Ibu berusia 50 tahun itu bingung, jemarinya sempat berhenti menyusur pada baris nomor 89. Di situ korban bernama 'Rizki' usia 16 tahun tercantum. Namun, statusnya sudah dipulangkan. Sementara anaknya, tak ada kabar dan tak pulang hingga Kamis kemarin.
"Saya lagi kerja, enggak tahu kalau dia pergi. Dia diajak temannya bukber di daerah Thamrin," Nurhayati terisak, tubuhnya sempat limbung, sebelum akhirnya sang suami memapahnya duduk di pinggir tempat tidur rumah sakit.
Rabu (22/5/2019) pagi pukul 09.00 WIB sebelum Nurhayati berangkat kerja, Rizki sempat meminta uang sebesar Rp100 ribu, tapi ia tolak. Anak SMA kelas dua dari Pondok Pesantren di Garut itu tak kehilangan akal, ia meminta ongkos kepada sang kakak, dan berangkatlah Rizki berdua dengan temannya dari Rawa Buntu, BSD.
Nurhayati sudah mencoba menghubungi orangtua dari teman Rizki. Namun, ternyata mereka juga belum menemukan putranya.
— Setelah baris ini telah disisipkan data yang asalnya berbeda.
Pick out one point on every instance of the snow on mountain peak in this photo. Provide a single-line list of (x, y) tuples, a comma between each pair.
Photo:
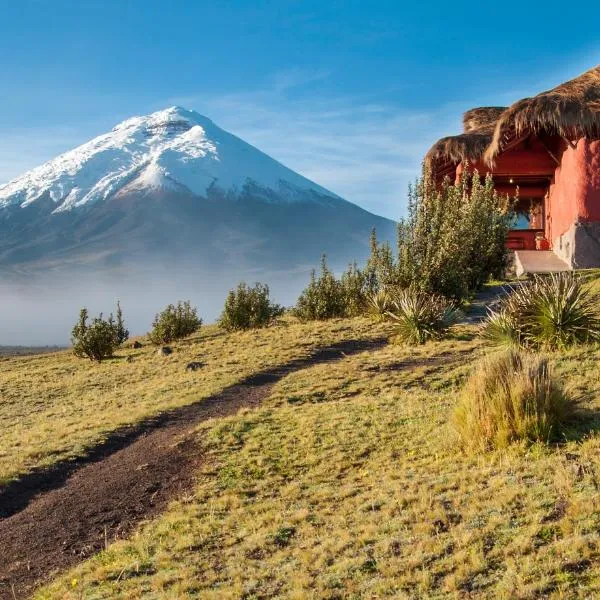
[(170, 148)]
Info terakhir yang didapat dari teman Rizki, mereka sempat berada di daerah Petamburan.
Namun, Nurhayati yakin, anaknya tak akan dengan sengaja ikut dalam aksi 22 Mei, apalagi sebelumnya ia sempat mewanti-wanti Rizki untuk menghindari jalan-jalan seputaran aksi.
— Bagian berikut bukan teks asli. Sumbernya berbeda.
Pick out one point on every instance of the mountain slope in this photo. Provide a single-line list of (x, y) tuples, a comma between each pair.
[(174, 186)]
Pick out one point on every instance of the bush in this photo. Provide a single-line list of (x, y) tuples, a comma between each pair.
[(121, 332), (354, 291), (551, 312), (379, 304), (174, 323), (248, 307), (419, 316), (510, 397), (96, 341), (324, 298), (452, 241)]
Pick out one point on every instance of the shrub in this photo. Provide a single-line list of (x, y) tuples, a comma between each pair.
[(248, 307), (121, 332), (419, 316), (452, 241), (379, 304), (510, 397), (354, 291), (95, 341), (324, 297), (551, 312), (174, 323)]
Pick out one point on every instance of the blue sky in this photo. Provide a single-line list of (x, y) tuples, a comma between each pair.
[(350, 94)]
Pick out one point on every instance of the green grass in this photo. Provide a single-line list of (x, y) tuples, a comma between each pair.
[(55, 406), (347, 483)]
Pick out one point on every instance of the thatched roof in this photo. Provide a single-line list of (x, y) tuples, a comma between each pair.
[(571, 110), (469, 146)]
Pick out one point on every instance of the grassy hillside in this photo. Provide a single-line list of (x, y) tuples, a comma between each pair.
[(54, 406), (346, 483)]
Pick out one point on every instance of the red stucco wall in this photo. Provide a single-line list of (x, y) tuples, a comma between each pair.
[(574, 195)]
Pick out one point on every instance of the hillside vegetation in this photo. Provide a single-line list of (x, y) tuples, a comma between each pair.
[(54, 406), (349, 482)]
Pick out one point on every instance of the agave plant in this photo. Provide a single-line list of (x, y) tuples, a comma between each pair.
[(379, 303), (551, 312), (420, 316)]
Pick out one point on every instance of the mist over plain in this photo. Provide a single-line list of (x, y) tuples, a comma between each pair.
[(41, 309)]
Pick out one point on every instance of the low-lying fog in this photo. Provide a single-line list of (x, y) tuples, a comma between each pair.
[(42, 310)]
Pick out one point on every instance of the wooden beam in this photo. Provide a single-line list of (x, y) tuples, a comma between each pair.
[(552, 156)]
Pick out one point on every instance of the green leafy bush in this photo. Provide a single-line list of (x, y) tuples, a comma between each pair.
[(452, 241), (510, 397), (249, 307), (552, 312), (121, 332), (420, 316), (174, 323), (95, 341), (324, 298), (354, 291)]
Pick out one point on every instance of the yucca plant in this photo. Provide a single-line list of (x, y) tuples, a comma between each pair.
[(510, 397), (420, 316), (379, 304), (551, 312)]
"Dia bilang enggak bakal ke sana, anaknya juga enggak suka rusuh," kata dia.
RSUD Tarakan adalah tempat pertama yang ia sambangi mencari sang anak. Setelah isaknya mulai mereda, Nurhayati bergegas menyusur Jakarta, menuju Petamburan dan rumah sakit lainnya.
Kantuk semalaman tak lagi ia rasa, dalam pikir dan doanya hanya satu ia rapalkan: Keselamatan sang anak.
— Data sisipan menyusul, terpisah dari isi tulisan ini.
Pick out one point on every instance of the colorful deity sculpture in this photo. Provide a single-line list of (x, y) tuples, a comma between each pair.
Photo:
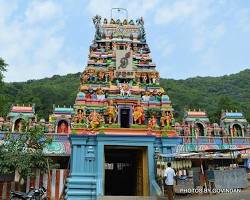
[(79, 116), (100, 94), (166, 119), (95, 119), (152, 123), (63, 127), (101, 75), (125, 90), (111, 112), (138, 114)]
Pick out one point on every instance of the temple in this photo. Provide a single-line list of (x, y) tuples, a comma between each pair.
[(122, 122)]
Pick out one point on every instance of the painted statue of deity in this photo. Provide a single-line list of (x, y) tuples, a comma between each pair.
[(100, 94), (111, 75), (95, 119), (19, 125), (85, 78), (62, 127), (101, 75), (80, 116), (138, 114), (152, 123), (125, 90), (111, 112), (137, 77), (166, 119)]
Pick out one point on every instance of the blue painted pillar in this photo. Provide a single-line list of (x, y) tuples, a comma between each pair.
[(82, 181), (100, 169)]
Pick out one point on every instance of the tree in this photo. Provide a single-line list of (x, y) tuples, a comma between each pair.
[(3, 67), (23, 153)]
Data korban rusuh 22 Mei per Kamis (23/5/2019) di RSUD Tarakan tercatat 169 korban. Sebanyak 15 orang rawat inap, 3 orang meninggal, dan sisanya status dipulangkan. Korban-korban tersebut kebanyakan mengalami cedera akibat gas air mata, luka lecet, robek di kaki, luka tembak peluru karet, dll.
Namun, pihak rumah sakit menyebut tidak ada luka akibat peluru tajam.
Dari jumlah tersebut, ditemukan korban anak berusia di bawah 18 tahun sebanyak 40 orang dengan umur termuda 13 tahun berjumlah 2 orang. Sementara pada kategori umur 19-30 tahun, jumlah korban sekitar 105 orang. Fakta yang bikin miris, aksi 22 Mei kemarin melibatkan anak di bawah umur, membikin mereka jadi korban eksploitasi semata.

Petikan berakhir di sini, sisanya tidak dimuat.